KAR Auction Services Announces Amendments to U.S. and Canadian Securitization Facilities
For Immediate Release
KAR Auction Services, Inc. Announces Amendments to U.S. and Canadian Securitization Facilities
Transaction Extends Securitization Facilities to June 2018 and Increases Committed Liquidity $225 Million
Carmel, IN—KAR Auction Services, Inc. (NYSE: KAR) today announced that its subsidiaries Automotive Finance Corporation (AFC) and AFC Funding Corporation (AFC Funding), have entered into the Sixth Amended and Restated Receivables Purchase Agreement (the Receivables Purchase Agreement), by and among AFC, AFC Funding, Fairway Finance Company, LLC (“Fairway Finance”), as a Purchaser, Chariot Funding LLC (“Chariot Funding”), as a Purchaser, Deutsche Bank AG, New York Branch, as a Purchaser, Fifth Third Bank, as a Purchaser, BMO Capital Markets Corp., as Purchaser Agent for Fairway Finance, JPMorgan Chase Bank N.A., as Purchaser Agent for Chariot Funding, Deutsche Bank AG, New York Branch, as Purchaser Agent for itself, Fifth Third Bank, as Purchaser Agent for itself, and Bank of Montreal, as Agent. The Receivables Purchase Agreement increases AFC Funding’s U.S. committed liquidity to $1.15 billion, extends the facility’s maturity date to June 29, 2018, reduces the over-collateralization requirement and provides increased flexibility for AFC to offer a broader array of term structures to its dealer customers. Automotive Finance Canada, Inc. (AFCI) also reported today that it amended, extended and increased its Canadian securitization to C$125 million.

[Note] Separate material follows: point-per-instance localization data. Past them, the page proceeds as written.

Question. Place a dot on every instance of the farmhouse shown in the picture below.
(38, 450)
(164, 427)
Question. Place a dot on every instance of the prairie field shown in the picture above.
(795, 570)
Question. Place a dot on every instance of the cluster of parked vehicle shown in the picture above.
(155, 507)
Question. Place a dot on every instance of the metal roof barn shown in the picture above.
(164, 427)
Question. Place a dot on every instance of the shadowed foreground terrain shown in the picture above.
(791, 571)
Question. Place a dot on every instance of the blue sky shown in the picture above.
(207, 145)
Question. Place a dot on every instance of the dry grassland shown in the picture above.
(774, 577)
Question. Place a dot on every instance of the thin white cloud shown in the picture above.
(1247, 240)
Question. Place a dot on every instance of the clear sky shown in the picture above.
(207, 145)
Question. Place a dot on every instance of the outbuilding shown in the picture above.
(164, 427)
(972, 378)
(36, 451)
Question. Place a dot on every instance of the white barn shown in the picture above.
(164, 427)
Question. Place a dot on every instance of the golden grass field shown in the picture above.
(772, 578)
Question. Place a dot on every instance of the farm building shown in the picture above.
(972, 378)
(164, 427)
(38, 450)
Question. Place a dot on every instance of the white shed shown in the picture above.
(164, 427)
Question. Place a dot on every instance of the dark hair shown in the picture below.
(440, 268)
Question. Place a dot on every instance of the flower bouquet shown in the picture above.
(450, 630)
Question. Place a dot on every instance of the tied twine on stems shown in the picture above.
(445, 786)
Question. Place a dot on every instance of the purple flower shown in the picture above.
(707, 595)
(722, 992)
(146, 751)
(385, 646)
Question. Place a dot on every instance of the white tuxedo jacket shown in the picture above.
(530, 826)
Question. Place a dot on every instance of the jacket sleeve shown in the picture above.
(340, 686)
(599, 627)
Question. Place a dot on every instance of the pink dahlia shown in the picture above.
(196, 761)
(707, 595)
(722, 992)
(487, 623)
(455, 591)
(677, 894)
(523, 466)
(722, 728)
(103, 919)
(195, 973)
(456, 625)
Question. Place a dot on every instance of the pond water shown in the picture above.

Commenting upon the amended securitization agreements, John Hammer, CEO and President of AFC and President of AFCI, stated, “The amendment of our U.S. and Canadian securitization facilities is great news for our dealer customers as it significantly strengthens AFC’s and AFCI’s position as a premier floorplan funding source throughout the United States and Canada. I’m very grateful to our banking partners for their continued confidence in AFC and AFCI as demonstrated by increases in our securitization facilities, secured through June 2018, as well as their assistance in reducing the over-collateralization requirement in the U.S. and expanding the definition of eligible receivables.”
As a result of the reduction in the over-collateralization requirement in the U.S. and the expansion of the definition of eligible receivables, AFC utilized approximately $157 million in conjunction with the June 16, 2015 closing of the Receivables Purchase Agreement.
About KAR Auction Services, Inc.
KAR Auction Services, Inc. (NYSE: KAR), a FORTUNE® 1000 company, operates vehicle auction services for sellers and buyers worldwide. Based in Carmel, Ind., the KAR group of companies is comprised of ADESA, Inc. (ADESA), Insurance Auto Auctions, Inc. (IAA), Automotive Finance Corporation (AFC), and additional business units, with over 12,000 employees across the globe.
ADESA operates 66 wholesale used vehicle auctions and IAA has 170 salvage vehicle auctions. Both companies offer leading online auction platforms to provide greater access for customers. AFC provides inventory financing and comprehensive business services primarily to independent used vehicle dealers from its 112 locations. Together, KAR’s complementary businesses provide support, technology and logistics for the used vehicle industry. For more information, visit karauctionservices.com.
Forward Looking Statements
Certain statements contained in this release may include “forward-looking statements” within the meaning of the Private Securities Litigation Reform Act of 1995 and which are subject to certain risks, trends and uncertainties. In particular, statements made that are not historical facts may be forward-looking statements. Words such as “should,” “may,” “will,” “anticipates,” “expects,” “intends,” “plans,” “believes,” “seeks,” “estimates,” and similar expressions identify forward-looking statements. Such statements are not guarantees of future performance and are subject to risks and uncertainties that could cause actual results to differ materially from the results projected, expressed or implied by these forward-looking statements. Factors that could cause or contribute to such differences include those matters disclosed in the Company’s Securities and Exchange Commission filings. The Company does not undertake any obligation to update any forward-looking statements.